Receiver appointed by AIB to take control of Ivor Callely assets
ALLIED Irish Bank has appointed a receiver over property assets owned by jailed politician Ivor Callely.
The bank made the move to take control of the assets after the disgraced former junior minister was imprisoned last month for fiddling expenses.
Ernst & Young director Marcus Purcell was appointed receiver over a number of Callely assets.
The former Dublin Fianna Fail TD and senator borrowed heavily from AIB during the boom, using investment properties as security for the loans.
On one day alone in March 2007, he and his wife Jennifer re-mortgaged five investment properties with the bank.
The values of these properties subsequently collapsed and they remain well below boom-time levels.
In total his name has appeared on AIB mortgage documents for eight different properties on Dublin's northside.
These include the couple's family home on St Lawrence's Road in Clontarf, although Callely moved it into his wife's sole ownership in May 2011. The couple have been estranged for the past 12 months.
The exact extent of the assets subject to the receivership has yet to be disclosed.
Ernst & Young declined to comment about Mr Purcell's appointment or the scope of his brief, while AIB said it could not comment on individual cases.
Residents in one of Callely's investment properties, a terraced house in Dublin's East Wall, confirmed they had been made aware AIB now controlled the property.
They were informed of the development last week by their letting agency and expect to remain tenants.
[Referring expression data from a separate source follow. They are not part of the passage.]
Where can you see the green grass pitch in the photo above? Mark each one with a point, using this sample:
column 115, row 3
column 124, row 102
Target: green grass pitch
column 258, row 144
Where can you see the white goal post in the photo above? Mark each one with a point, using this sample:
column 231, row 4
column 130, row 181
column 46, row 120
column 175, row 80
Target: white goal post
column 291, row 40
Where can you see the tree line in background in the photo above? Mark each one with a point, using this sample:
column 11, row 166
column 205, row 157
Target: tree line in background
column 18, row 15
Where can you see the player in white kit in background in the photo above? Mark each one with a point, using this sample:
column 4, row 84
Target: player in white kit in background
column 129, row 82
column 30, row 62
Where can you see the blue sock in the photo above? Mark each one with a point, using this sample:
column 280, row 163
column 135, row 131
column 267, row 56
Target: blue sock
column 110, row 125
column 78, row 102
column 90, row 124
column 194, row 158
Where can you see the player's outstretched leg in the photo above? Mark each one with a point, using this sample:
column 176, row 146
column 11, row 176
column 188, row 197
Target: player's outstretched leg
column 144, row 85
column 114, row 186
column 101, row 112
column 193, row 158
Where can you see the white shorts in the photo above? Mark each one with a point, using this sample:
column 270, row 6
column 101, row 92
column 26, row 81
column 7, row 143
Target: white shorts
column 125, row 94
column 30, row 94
The property, at Hawthorn Terrace, was originally bought in Mrs Callely's name, with an AIB mortgage registered in 2000.
However, it was re-mortgaged in 2007 in both of their names. Callely's fraud trial last month heard he had run into financial difficulties in recent years, with lender Investec securing an €11m judgment against him last year.
However, no mention was made at the time of any difficulties with AIB.
It is thought the money borrowed by Callely from AIB in 2007 was used to fund his involvement in a property deal in Clontarf.
He and three businesses associates also borrowed €10m from Investec in connection with that plan, with the aim of building 44 seafront apartments. However, the project ran into planning difficulties and ended up being shelved.
Investec issued legal proceedings against Callely, who consented to a judgment for €11m in July last year.
The lender has also has initiated further legal proceedings against Callely and his wife. These relate to property matters, but the details of what is involved have yet to be disclosed.
Last month, the 56-year-old was jailed for five months at Dublin Circuit Court after he pleaded guilty to four counts of using bogus invoices to claim mobile phone expenses from the Oireachtas between 2007 and 2009.
He is serving the sentence at Wheatfield Prison.
Callely served as a junior minister for health and later transport between 2002 and 2005.
But he bowed out of politics in 2011 following a controversy-strewn term as a senator during which he was suspended from the Seanad for 20 days for claiming over €80,000 in travel expenses from his west Cork holiday home.